Another Blow to Termination Clauses

Drafting valid termination provisions in an employment agreement can feel like an uphill battle. Every time employers think they have a strong foothold, another case comes along and their footing slips, sometimes by inches, other times by miles. The last several years have been a period of significant slips.


Most recently, an employer’s termination provisions were struck down as invalid due to containing the words “at any time” and at the “sole discretion” of the employer.


Why Do Employers Need Enforceable Employment Agreements with Valid Termination Provisions?

An enforceable employment contract with valid termination provisions can significantly reduce an employer’s cost upon terminating the employment of an employee by limiting the employer’s liability to employment standards minimum entitlements (about 1 week for every year worked to a maximum of 8 weeks in most provinces). Conversely, if an employer cannot rely on an enforceable employment contract with valid termination provisions, the employer’s termination obligations are based on common law termination entitlements, which equal to approximately 1 month for every year worked (but can be adjusted depending on circumstances) up to a maximum of 24-26 months).


Given the drastic difference in liability, employers would be remiss if they did not attempt to limit their employees’ termination entitlements via employment agreements.


Recent History

In 2020, the Waksdale case delivered a very significant blow to the validity of termination provisions in Ontario when the Court found that (a) any employment agreement that allows termination without notice or pay in lieu of notice for “just cause” is offside with the Employment Standards Act, 2000 (ESA) and therefore invalid; and (b) an invalidity in one part of the termination section will invalidate or infect the remainder of the termination section.


In 2022, several cases (see Henderson and Gracias) were decided in favour of the employee where invalidity was found in sections of the employment agreement outside of the termination provision. Specifically, the contracts in question contained clauses (including conflict-of-interest and confidentiality clauses) allowing the employer to terminate the employee for breach of the clauses without providing the employee with notice or pay in lieu of notice. In both cases, the entire termination provisions were struck down as invalid due to being infected by language outside of the termination provision itself which did not conform to the ESA.


In each of Waksdale, Henderson, and Gracias, the employees were awarded common law termination entitlements based on their years of service and other specific circumstances.


The Latest Case to Invalidate Termination Provisions

Now, in 2024 termination provisions are back in the spotlight and on the chopping block. In Dufault v. The Corporation of the Township of Ignace, the employer’s without cause termination provisions stated, in part “The Township may at its sole discretion and without cause, terminate this Agreement and the Employee’s employment thereunder at any time upon giving to the Employee written notice as follows…” [emphasis added]. The Employee’s counsel successfully argued that the words “at its sole discretion” and “at any time” are offside with the ESA because the ESA contains limited circumstances where the employer cannot terminate the employee’s employment at any time or at the employer’s sole discretion, including as a form of reprisal or upon return from a leave.

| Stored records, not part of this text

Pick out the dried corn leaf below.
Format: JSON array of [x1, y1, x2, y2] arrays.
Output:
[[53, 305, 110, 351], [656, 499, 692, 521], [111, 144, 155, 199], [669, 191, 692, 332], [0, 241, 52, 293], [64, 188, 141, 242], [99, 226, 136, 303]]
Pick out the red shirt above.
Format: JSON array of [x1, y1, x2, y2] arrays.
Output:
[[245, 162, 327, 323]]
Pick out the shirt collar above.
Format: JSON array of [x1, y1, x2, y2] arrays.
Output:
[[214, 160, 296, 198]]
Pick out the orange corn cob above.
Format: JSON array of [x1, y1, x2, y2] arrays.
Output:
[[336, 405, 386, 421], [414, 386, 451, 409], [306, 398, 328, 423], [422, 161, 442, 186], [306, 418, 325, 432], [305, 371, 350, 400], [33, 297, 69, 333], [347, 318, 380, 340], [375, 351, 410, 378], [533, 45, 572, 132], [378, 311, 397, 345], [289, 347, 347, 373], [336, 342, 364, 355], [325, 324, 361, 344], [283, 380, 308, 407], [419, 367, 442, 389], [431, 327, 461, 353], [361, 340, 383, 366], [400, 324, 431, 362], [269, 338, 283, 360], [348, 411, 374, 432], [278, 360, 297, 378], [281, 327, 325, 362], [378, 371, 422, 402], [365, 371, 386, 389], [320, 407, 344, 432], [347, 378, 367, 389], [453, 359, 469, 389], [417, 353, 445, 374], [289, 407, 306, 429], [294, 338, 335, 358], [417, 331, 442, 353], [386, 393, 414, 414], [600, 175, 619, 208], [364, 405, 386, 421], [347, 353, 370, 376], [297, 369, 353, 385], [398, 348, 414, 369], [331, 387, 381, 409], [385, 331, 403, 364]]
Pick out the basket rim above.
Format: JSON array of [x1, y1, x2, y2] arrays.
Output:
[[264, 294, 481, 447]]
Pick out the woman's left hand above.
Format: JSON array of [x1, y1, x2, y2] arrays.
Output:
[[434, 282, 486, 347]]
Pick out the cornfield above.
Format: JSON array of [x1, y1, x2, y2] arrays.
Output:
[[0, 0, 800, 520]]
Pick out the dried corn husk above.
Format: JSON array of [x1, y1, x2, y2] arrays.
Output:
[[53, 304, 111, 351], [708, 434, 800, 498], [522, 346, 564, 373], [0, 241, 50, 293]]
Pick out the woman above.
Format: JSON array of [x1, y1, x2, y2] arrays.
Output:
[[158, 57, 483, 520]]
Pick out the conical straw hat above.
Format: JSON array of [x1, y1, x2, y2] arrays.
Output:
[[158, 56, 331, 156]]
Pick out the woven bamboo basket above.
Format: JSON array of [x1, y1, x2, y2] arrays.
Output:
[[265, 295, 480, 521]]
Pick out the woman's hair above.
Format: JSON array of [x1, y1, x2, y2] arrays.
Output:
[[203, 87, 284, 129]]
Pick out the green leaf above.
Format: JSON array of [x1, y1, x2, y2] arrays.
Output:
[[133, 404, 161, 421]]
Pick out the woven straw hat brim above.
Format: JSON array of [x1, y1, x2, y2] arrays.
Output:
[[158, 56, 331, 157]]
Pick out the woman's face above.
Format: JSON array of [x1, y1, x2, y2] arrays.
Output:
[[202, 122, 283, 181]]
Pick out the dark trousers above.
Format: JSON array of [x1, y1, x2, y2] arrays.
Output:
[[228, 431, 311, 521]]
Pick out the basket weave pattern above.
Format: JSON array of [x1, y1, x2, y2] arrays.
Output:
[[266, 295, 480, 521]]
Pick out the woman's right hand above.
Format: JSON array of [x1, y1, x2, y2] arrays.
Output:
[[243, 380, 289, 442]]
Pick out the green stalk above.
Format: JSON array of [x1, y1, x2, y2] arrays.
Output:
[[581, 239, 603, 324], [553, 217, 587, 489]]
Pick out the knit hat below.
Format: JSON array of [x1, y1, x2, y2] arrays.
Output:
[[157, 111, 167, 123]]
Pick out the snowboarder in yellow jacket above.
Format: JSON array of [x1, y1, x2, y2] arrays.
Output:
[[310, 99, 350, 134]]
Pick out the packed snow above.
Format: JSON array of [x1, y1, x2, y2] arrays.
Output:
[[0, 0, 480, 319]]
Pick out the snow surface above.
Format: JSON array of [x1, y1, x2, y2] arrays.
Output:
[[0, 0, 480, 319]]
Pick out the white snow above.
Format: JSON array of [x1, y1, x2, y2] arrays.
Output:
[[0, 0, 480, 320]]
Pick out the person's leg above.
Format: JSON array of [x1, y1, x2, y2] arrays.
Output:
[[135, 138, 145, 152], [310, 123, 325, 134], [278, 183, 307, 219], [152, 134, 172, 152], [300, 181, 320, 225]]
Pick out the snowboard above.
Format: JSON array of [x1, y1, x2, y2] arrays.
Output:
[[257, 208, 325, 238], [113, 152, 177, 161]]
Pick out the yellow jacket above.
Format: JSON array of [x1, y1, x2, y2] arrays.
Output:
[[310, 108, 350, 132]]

In her decision, Madam Justice Pierce of the Superior Court agreed with this argument, stating:

[46] Thirdly, the plaintiff submits that Article 4.02 misstates the ESA when it gives the employer “sole discretion” to terminate the employee’s employment at any time. I agree with this submission. The Act prohibits the employer from terminating an employee on the conclusion of an employee’s leave (s. 53) or in reprisal for attempting to exercise a right under the Act (s. 74). Thus, the right of the employer to dismiss is not absolute.


The invalid wording in this specific section of the employer’s contract rendered the remainder of the termination provisions invalid and the employee became entitled to common law termination entitlements. Ultimately Dufault was awarded common law termination entitlements amounting to just over $157,000.


The Bottom Line for Employers

What this means for employers in Ontario (and across the country) is that it is once again time to review and revisit employment agreements to ensure they are still enforceable and will still validly limit their employees’ termination entitlements to the minimums set out in the ESA or similar legislation in other provinces.